Given any fraction $\frac{s}{t}=\frac{s}{\Pi_pp^{i_p}}$ with $s,t$ relatively prime, I would like to know if it is possible to write $\frac{s}{\Pi_pp^{i_p}}=\sum_p\frac{s_p}{p^{i_p}}$ for some unique integers $s_p$.
It seems like this is a simple algebraic fact, but I'm not totally sure how to prove it, especially the uniqueness part. The furthest that I've gotten is that for all nonzero $i_p$ we must have $s_p$ nonzero, because otherwise $s$ would be divisible by that $p$, contradicting that $t$ and $s$ are relatively prime.
I guess an equivalent question would be to ask for solutions to some finite equation $\sum_i a_ix_i=a$ where $\text{gcd}(a,\{a_i\})=1$.

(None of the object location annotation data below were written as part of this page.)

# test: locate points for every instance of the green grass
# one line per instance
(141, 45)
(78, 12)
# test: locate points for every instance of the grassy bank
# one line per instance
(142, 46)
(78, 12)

No, this is not true. We can consider the simple case where $t=pq$ where $p,q$ are distinct primes, and $s=1$. Here, we choose $s_p, s_q$ to satisfy $ps_q + qs_p=1$, and such $s_p, s_q$ exist per Bezout's identity. Then observe that
$$\frac{s_p}{p} + \frac{s_q}{q} = \frac{qs_p + ps_q}{pq} = \frac{1}{pq} = \frac{s}{t}$$
In general, numerous $s_q, s_p$ can be found which satisfy $ps_q + qs_p=1$. For instance, take $s_p'=s_p-pk$, $s_q' = s_q+qk$ where $k$ is an arbitrary integer, so that $ps_q' + qs_p' = p(s_q+qk) + q(s_p-pk)=ps_q + qs_p = 1$.